Şam’da geçiş hükümetini kuran HTŞ lideri Colani’nin “doktriner irticacı” olduğuna dikkat çeken Tüzmen, Irak’ta Saddam’ın devrilmesi sürecinde El Kaide, IŞİD, Taliban ve benzeri yapılar olmadığını, Suriye’deki tabloda ise merkezi yönetimin bu unsurlarla bağlantılı bir yapıdan oluşmasının, bu doğrultuda bir ideolojiden gelmesinin Türkiye açısından sıkıntılar yaratabileceğini vurguladı. Kürşat Tüzmen, “Suriye’deki durumun Türkiye açısından tehlikeli olabileceğini görmeliyiz. HTŞ adı altında çok sayıda cihatçı, irticacı silahlı unsurlar var. Bunlar nasıl yönlenecek? Geçiş döneminde Türkmenler ne kadar etkili olabilecek? Yönetimde yer alabilecekler mi? Suriye çok etnik ve dini çeşitliliği olan bir ülke. Önümüzdeki süreçte dış müdahaleler, dışarıdan karıştırma girişimleri mutlaka olacak. O yüzden Türkiye hızlı hareket etmeli ve kendisine yönelik tehdit unsurlarını bu geçiş döneminde süratle gidermeli diyorum ama fırsat kaçıyor, geç kalınıyor” dedi.
“İktidar çok ağır kalıyor, neden hâlâ oyalanıyor anlamış değilim”
Suriye’deki yeni durumun Suriyeli sığınmacıların dönüşü ve ülkenin yeniden imarında Türkiye için ekonomik fırsatlar yaratıp yaratmayacağı sorusuna ise eski bakan Tüzmen şu yanıtı verdi:
“Yayladağ ve Öncüpınar kapıları dönemimde açıldı. Komşularla ticareti büyütme stratejisinin parçasıydı. Akçakale kapısının tam karşısında ise terör örgütü konuşlu. Üç kapıyı da izliyorum ama şu ana kadarki dönüş rakamları çok düşük. Ciddi bir dönüş yok. Herkes durumu temkinli izliyor. Bizim de Şam’da ne olacağını temkinli izlememiz lazım. Bizim orta boy müteahhitler yıllardır Kuzey Suriye’de İdlib’te çok iyi işler yaptılar.
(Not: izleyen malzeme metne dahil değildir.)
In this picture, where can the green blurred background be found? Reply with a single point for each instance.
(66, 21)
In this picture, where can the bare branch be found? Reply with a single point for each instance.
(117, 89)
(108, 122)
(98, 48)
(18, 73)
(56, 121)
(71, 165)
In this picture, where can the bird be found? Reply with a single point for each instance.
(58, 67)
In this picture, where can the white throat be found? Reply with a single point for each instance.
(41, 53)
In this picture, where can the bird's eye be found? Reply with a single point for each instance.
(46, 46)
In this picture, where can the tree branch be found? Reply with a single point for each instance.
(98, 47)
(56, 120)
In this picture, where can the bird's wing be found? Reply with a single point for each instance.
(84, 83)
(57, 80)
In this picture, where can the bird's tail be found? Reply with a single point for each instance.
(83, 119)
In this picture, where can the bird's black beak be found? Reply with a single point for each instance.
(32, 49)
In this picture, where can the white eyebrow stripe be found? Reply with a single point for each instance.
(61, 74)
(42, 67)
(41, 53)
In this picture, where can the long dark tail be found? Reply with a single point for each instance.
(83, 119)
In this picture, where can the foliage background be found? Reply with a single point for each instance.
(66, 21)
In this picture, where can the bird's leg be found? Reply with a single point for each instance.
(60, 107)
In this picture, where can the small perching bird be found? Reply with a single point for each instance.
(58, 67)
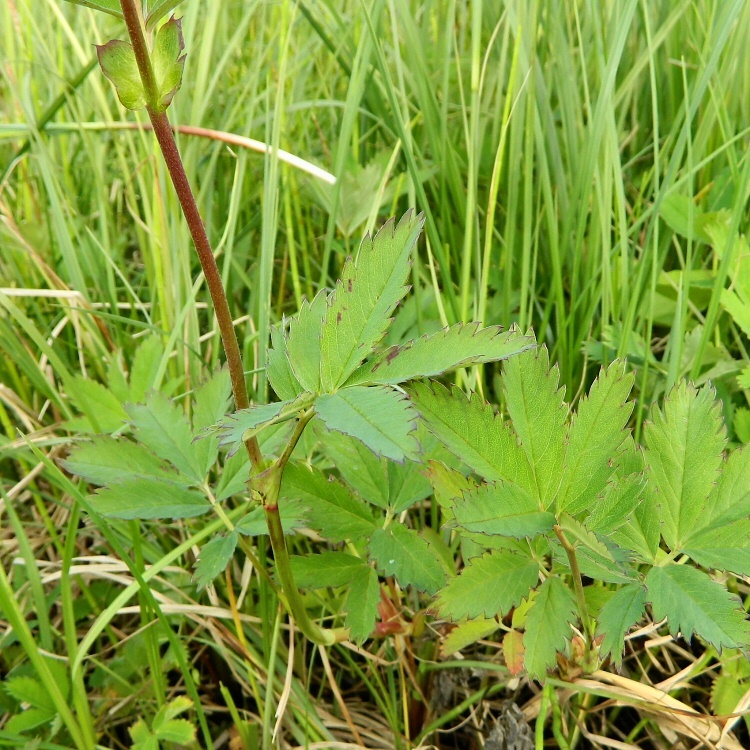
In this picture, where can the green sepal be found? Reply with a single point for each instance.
(168, 62)
(117, 61)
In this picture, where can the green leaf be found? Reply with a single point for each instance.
(730, 499)
(333, 510)
(360, 468)
(469, 430)
(362, 605)
(596, 435)
(111, 7)
(211, 403)
(642, 531)
(548, 626)
(694, 603)
(491, 584)
(402, 553)
(723, 546)
(214, 558)
(618, 615)
(146, 497)
(117, 61)
(142, 737)
(162, 426)
(684, 452)
(325, 569)
(382, 418)
(233, 477)
(688, 220)
(461, 345)
(538, 413)
(168, 61)
(180, 731)
(278, 369)
(361, 304)
(598, 557)
(448, 485)
(292, 511)
(501, 508)
(466, 633)
(101, 406)
(106, 460)
(237, 427)
(303, 343)
(616, 504)
(157, 10)
(407, 485)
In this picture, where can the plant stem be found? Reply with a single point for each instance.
(268, 482)
(578, 585)
(267, 485)
(168, 146)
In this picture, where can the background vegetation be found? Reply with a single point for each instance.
(574, 160)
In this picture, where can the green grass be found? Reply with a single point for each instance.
(543, 140)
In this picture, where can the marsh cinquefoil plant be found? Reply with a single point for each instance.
(542, 505)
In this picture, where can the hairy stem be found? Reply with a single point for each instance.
(168, 146)
(267, 485)
(578, 585)
(268, 482)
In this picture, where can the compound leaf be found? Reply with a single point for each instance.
(211, 403)
(725, 547)
(642, 531)
(501, 508)
(596, 434)
(548, 626)
(106, 460)
(332, 509)
(325, 569)
(214, 558)
(623, 610)
(382, 418)
(467, 427)
(303, 344)
(684, 447)
(448, 485)
(234, 428)
(360, 306)
(694, 603)
(616, 504)
(536, 408)
(491, 584)
(730, 499)
(292, 512)
(458, 346)
(147, 497)
(279, 371)
(466, 633)
(362, 604)
(163, 428)
(358, 466)
(402, 553)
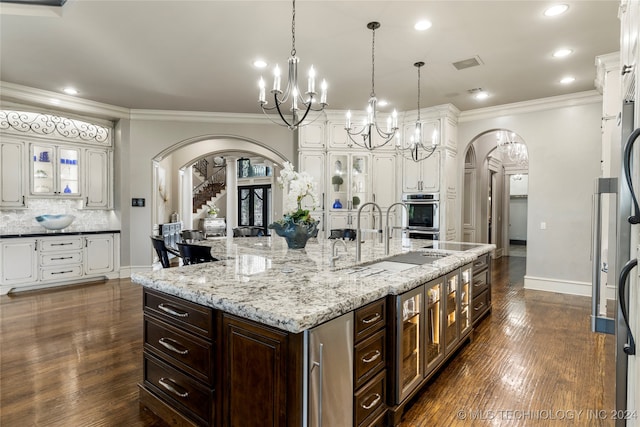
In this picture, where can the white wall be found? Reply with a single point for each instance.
(564, 161)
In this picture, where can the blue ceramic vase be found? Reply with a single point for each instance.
(295, 233)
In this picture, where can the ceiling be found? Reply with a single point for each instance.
(197, 55)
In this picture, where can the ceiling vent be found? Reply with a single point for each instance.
(468, 63)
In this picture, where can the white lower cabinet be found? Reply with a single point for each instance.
(19, 262)
(99, 254)
(30, 263)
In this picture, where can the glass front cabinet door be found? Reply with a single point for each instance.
(451, 327)
(434, 348)
(466, 275)
(350, 181)
(55, 171)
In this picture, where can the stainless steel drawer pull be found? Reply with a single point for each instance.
(373, 403)
(171, 345)
(372, 319)
(375, 356)
(172, 310)
(171, 386)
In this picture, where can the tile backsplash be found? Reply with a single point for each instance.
(14, 221)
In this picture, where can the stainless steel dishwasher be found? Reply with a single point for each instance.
(330, 373)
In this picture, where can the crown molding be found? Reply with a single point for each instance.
(199, 116)
(60, 102)
(542, 104)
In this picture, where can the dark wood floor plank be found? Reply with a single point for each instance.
(73, 357)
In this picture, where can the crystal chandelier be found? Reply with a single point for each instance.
(366, 132)
(515, 150)
(419, 148)
(292, 99)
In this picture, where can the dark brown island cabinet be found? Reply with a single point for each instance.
(205, 367)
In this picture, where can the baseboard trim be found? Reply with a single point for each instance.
(560, 286)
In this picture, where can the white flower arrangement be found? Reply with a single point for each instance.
(297, 186)
(213, 209)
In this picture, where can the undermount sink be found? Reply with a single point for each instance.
(396, 263)
(417, 258)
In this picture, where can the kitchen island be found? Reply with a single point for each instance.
(259, 306)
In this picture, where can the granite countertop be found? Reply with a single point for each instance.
(42, 232)
(259, 278)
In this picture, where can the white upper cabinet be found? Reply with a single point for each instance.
(312, 137)
(12, 187)
(349, 177)
(383, 174)
(98, 190)
(312, 162)
(55, 170)
(421, 177)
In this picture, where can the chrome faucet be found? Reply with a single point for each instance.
(334, 252)
(389, 230)
(359, 231)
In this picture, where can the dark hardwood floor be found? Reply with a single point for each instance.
(73, 357)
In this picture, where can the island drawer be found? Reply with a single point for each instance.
(370, 318)
(179, 312)
(61, 272)
(481, 304)
(369, 357)
(61, 258)
(481, 262)
(188, 352)
(370, 400)
(179, 390)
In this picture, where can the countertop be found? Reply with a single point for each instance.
(259, 278)
(42, 232)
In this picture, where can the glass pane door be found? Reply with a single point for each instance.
(44, 173)
(433, 343)
(465, 286)
(451, 319)
(409, 344)
(68, 166)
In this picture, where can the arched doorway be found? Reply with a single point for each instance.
(172, 181)
(492, 200)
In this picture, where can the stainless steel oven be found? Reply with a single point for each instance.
(422, 216)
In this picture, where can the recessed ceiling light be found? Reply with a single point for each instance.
(556, 10)
(423, 25)
(561, 53)
(259, 63)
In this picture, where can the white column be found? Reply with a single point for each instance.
(232, 193)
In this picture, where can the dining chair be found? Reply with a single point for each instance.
(195, 254)
(191, 235)
(162, 250)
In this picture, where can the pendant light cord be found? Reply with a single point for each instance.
(373, 62)
(293, 29)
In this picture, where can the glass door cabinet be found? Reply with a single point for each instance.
(433, 343)
(55, 171)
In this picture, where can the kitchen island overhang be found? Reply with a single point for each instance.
(260, 279)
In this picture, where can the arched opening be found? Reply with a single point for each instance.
(495, 192)
(175, 176)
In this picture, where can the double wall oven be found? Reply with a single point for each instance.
(422, 218)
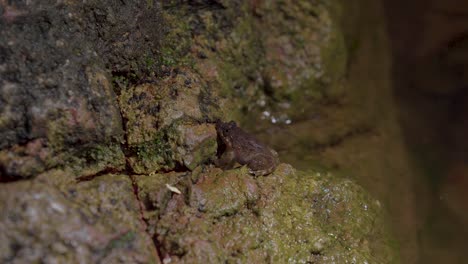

Fransız La Farge orada boşuna çimento fabrikası kurmadı. Müteahhitlik her zaman yapılır. Dünya Bankası, Avrupa Yatırım Bankası vb. kuruluşlardan ciddi finansman sağlanması gerek. Ancak asıl önemlisi ülkenin eğitim, sağlık, insani altyapısı yok oldu. Milyonlarca çocuk eğitimsiz. Irak’ta böyle durumların nelere yol açtığını gördük. Ülkenin çocukları, gençleri, gelecek nesilleri umutları yok oldu. Irak bölgenin en entelektüel ülkelerinden biriydi. Bölündü, parçalandı. Irak dinarı değerliydi, Suriye poundu da öyleydi. Şimdi ikisi de yerlerde sürünüyor. Irak, sınırımızda bir çıban başı oldu. Muhtemelen Suriye de yeni çıban başı olacak. İsrail ülkenin tüm altyapısını, üslerini, donanmasını, bilimsel merkezlerini, üniversitelerini yok etti. Colani’den ve dünyada kimseden ses seda çıkmıyor. Colani batının hoşuna gidecek sözler söyleyip kendisini aklıyor. Ama Türkiye için tehdit olan unsurlar hâlâ duruyor. İktidar çok ağır kalıyor, neden hâlâ oyalanıyor anlamış değilim.”